Solutions to big problems: they’re in the (soft matter) solution
Credit: Virginia Tech
For most people, a coffee stain may go unnoticed, an everyday accident. In the world of physics, though, learning more about why that splotch of coffee dried a certain way could hold the answers to discoveries that improve everything from the paint on new cars to nano-scale drug delivery.
A coffee ring stain occurs because of different ways that liquid evaporates across the wet area. As liquid evaporates more quickly from the outer ring of the spill, liquid molecules from the interior of the spill rush toward the edge to replace what has evaporated, bringing the particles dissolved in the spill to the outer edge.
Drying a solution with solutes dispersed throughout it has become a typical way of creating either new or better materials, but physicists are convinced that there is much to be gained from better understanding how soft matter solutions dry, including solutions of colloidal particles, polymers, and their mixtures. Many such solutions, for example, ink and paint, can be found in your home. Even blood, a cup of hot chocolate, or a respiratory droplet containing virus particles can be regarded as a colloidal solution.
This spring, Shengfeng Cheng, an assistant professor in the Department of Physics, in the College of Science, was awarded a National Science Foundation CAREER Award for research in “Nonequilibrium Physics in Drying Soft Matter Solutions.” A CAREER award is one of the NSF’s most prestigious awards of early-career faculty who have potential to serve as academic role models in research and education and to lead advances in the mission of their organization. Cheng has been awarded $514,786 for 5 years in pursuit of better understanding of drying soft matter solutions.
Physicists such as Cheng aim to control the movement and distribution of substances dissolved into a solvent as a solution is dried.
“Understanding the drying behavior of solute-laden droplets may lead to new methods of fabricating particulate materials, such as a thin film coating a solid surface or drug-loaded particles with the desired distribution of materials,” Cheng said.
If it all seems abstract, Cheng said, consider how an automobile factory paints a new car on the assembly line: Cathodic e-coating (a pre-primer), the primer, basecoat, clearcoat – and sealing, sanding, drying, and oven-baking it at least three times between stages. There are as many as 20 steps involved in getting a vibrant coat of paint on a new car.
“The question is,” he said, “can we mix things in a solvent in the first place and spray it onto a car, and then get stratified layers after one drying process? This is a more efficient way of coating a surface.”
If drying conditions of soft matter solutions can be controlled, Cheng said, physicists hope to make material production and application as a “one-pot process: mixing stuff, put it in a solvent, dry it in a controlled way, and you have it.”
With this CAREER award, Cheng said he wants to understand the key physics underlying the drying process of a solution of particles, polymers, or their mixtures. The most important component is that various gradients emerge during drying. That is, physical properties of the solution become nonuniform when it dries. For a coffee spill, it is the evaporation rate. But other properties, such as temperature and concentration, can also develop nonuniformity. Interestingly, various solutes present in a solution might respond to these gradients in different ways. By fine-tuning the drying conditions, Cheng hopes he may be able to control the gradients and therefore manipulate how the polymers and particles are spread throughout the final product, dry films.
“We perform all these experiments on a computer, which gives us full control and enables us to test a wide range of possible scenarios,” Cheng said.

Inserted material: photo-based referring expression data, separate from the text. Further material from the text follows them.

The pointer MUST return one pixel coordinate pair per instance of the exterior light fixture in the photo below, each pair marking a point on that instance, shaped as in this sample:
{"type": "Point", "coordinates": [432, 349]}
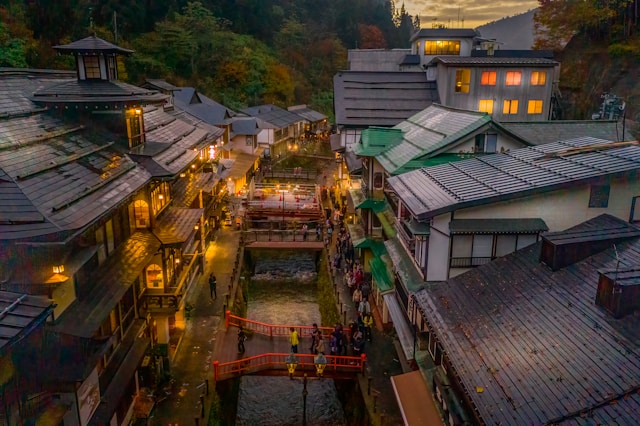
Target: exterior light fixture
{"type": "Point", "coordinates": [320, 361]}
{"type": "Point", "coordinates": [291, 363]}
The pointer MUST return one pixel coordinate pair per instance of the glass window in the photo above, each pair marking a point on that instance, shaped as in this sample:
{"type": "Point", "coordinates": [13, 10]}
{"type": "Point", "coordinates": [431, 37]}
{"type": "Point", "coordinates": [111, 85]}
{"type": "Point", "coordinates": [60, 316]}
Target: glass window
{"type": "Point", "coordinates": [485, 105]}
{"type": "Point", "coordinates": [442, 47]}
{"type": "Point", "coordinates": [91, 67]}
{"type": "Point", "coordinates": [513, 78]}
{"type": "Point", "coordinates": [510, 106]}
{"type": "Point", "coordinates": [463, 80]}
{"type": "Point", "coordinates": [538, 78]}
{"type": "Point", "coordinates": [488, 78]}
{"type": "Point", "coordinates": [534, 107]}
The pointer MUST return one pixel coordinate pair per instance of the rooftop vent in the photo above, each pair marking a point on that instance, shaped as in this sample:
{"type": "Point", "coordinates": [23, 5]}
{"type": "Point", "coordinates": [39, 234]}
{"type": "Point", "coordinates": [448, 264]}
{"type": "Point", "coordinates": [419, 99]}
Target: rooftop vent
{"type": "Point", "coordinates": [619, 291]}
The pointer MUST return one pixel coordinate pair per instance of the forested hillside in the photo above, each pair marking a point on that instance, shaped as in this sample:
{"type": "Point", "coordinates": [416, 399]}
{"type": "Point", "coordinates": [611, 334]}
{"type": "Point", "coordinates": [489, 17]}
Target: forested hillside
{"type": "Point", "coordinates": [238, 52]}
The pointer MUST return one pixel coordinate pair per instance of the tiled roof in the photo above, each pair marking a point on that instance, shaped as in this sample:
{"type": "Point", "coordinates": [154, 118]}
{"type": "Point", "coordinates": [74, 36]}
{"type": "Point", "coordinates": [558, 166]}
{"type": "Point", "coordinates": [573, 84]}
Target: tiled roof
{"type": "Point", "coordinates": [19, 315]}
{"type": "Point", "coordinates": [278, 117]}
{"type": "Point", "coordinates": [364, 99]}
{"type": "Point", "coordinates": [541, 132]}
{"type": "Point", "coordinates": [307, 113]}
{"type": "Point", "coordinates": [84, 92]}
{"type": "Point", "coordinates": [428, 132]}
{"type": "Point", "coordinates": [494, 61]}
{"type": "Point", "coordinates": [198, 105]}
{"type": "Point", "coordinates": [434, 190]}
{"type": "Point", "coordinates": [535, 342]}
{"type": "Point", "coordinates": [91, 44]}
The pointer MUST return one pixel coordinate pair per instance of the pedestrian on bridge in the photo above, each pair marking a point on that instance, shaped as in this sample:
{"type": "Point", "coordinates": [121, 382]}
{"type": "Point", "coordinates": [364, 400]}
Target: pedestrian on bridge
{"type": "Point", "coordinates": [212, 286]}
{"type": "Point", "coordinates": [294, 340]}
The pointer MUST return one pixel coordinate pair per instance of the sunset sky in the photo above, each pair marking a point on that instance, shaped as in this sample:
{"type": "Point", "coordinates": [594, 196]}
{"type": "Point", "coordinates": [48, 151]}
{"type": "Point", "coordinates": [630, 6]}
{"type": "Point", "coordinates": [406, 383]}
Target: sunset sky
{"type": "Point", "coordinates": [473, 12]}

While making the process of painting new cars more efficient may be a nice-to-have achievement, other applications involving drying soft matter solutions could solve critical world issues.
These include other surfaces that would benefit from a multi-layer coating, in which one layer is mechanically strong and other is chemically useful, such as antibacterial coatings on medical devices and tools.

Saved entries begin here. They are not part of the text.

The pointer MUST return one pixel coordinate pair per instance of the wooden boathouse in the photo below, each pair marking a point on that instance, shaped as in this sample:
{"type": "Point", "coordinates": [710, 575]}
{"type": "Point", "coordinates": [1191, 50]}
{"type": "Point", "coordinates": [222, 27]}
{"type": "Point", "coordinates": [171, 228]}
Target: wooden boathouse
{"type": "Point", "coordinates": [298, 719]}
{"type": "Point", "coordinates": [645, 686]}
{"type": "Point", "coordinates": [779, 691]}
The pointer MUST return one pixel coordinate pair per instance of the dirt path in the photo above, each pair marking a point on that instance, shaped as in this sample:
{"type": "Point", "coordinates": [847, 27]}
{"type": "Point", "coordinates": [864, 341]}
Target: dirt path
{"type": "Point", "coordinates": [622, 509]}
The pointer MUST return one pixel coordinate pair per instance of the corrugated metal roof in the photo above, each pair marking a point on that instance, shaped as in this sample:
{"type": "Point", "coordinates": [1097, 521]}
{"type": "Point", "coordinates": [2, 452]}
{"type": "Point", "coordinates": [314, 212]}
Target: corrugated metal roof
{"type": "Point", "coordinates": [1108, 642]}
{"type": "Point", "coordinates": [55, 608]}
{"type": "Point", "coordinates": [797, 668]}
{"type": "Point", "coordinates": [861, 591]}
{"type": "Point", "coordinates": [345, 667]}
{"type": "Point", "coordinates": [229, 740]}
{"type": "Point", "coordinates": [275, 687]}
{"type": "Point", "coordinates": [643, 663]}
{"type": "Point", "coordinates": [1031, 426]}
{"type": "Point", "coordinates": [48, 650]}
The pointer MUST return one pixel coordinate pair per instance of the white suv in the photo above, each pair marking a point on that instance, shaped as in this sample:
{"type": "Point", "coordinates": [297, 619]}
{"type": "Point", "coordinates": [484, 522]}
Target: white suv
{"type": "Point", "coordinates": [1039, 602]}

And solar energy efficiency could be greatly enhanced with better light-absorbing coatings on photovoltaics, Cheng said, the modules that convert light into electricity. A good understanding of drying, as mundane as it sounds, may help make better coatings.

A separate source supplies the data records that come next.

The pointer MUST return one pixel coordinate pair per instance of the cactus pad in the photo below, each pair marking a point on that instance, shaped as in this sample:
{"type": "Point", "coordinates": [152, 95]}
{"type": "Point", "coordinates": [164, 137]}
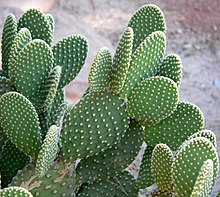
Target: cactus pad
{"type": "Point", "coordinates": [153, 100]}
{"type": "Point", "coordinates": [161, 165]}
{"type": "Point", "coordinates": [12, 160]}
{"type": "Point", "coordinates": [17, 110]}
{"type": "Point", "coordinates": [56, 183]}
{"type": "Point", "coordinates": [207, 134]}
{"type": "Point", "coordinates": [38, 24]}
{"type": "Point", "coordinates": [22, 38]}
{"type": "Point", "coordinates": [48, 151]}
{"type": "Point", "coordinates": [48, 90]}
{"type": "Point", "coordinates": [70, 53]}
{"type": "Point", "coordinates": [57, 101]}
{"type": "Point", "coordinates": [174, 130]}
{"type": "Point", "coordinates": [8, 36]}
{"type": "Point", "coordinates": [122, 185]}
{"type": "Point", "coordinates": [188, 163]}
{"type": "Point", "coordinates": [171, 67]}
{"type": "Point", "coordinates": [59, 115]}
{"type": "Point", "coordinates": [15, 192]}
{"type": "Point", "coordinates": [33, 65]}
{"type": "Point", "coordinates": [204, 181]}
{"type": "Point", "coordinates": [145, 177]}
{"type": "Point", "coordinates": [4, 85]}
{"type": "Point", "coordinates": [147, 19]}
{"type": "Point", "coordinates": [81, 137]}
{"type": "Point", "coordinates": [99, 76]}
{"type": "Point", "coordinates": [145, 61]}
{"type": "Point", "coordinates": [121, 61]}
{"type": "Point", "coordinates": [112, 161]}
{"type": "Point", "coordinates": [51, 21]}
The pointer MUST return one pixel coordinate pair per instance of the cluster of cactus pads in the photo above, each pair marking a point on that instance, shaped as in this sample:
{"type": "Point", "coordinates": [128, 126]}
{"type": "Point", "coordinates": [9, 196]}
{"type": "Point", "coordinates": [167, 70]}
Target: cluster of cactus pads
{"type": "Point", "coordinates": [48, 148]}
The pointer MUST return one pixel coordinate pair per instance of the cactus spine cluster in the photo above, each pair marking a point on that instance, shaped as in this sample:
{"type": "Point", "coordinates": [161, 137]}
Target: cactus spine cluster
{"type": "Point", "coordinates": [48, 148]}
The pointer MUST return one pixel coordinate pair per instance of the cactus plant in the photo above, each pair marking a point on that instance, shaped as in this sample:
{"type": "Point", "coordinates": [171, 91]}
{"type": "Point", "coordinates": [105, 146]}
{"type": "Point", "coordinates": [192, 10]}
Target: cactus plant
{"type": "Point", "coordinates": [85, 149]}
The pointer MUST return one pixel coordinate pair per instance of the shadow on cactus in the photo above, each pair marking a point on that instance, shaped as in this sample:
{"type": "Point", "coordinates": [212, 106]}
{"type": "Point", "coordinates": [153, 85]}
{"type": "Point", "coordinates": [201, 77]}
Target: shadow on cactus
{"type": "Point", "coordinates": [48, 148]}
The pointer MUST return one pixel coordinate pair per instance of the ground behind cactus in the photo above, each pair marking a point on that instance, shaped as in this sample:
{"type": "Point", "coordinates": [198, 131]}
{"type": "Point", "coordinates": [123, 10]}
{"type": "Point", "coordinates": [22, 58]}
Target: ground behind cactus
{"type": "Point", "coordinates": [193, 32]}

The research may even become more relevant as the world is trying to cope with the coronavirus pandemic. Respiratory droplets are also a soft matter solution. A better understanding of how respiratory droplets dry would help inform policy makers about the best practices to mitigate the virus’ spread.
“Of course, it is hard for me to claim that we will solve all these problems,” Cheng said, “but I believe our work may shed light on better understanding of the drying behavior of solute-laden droplets and lead to new methods that can improve these issues.”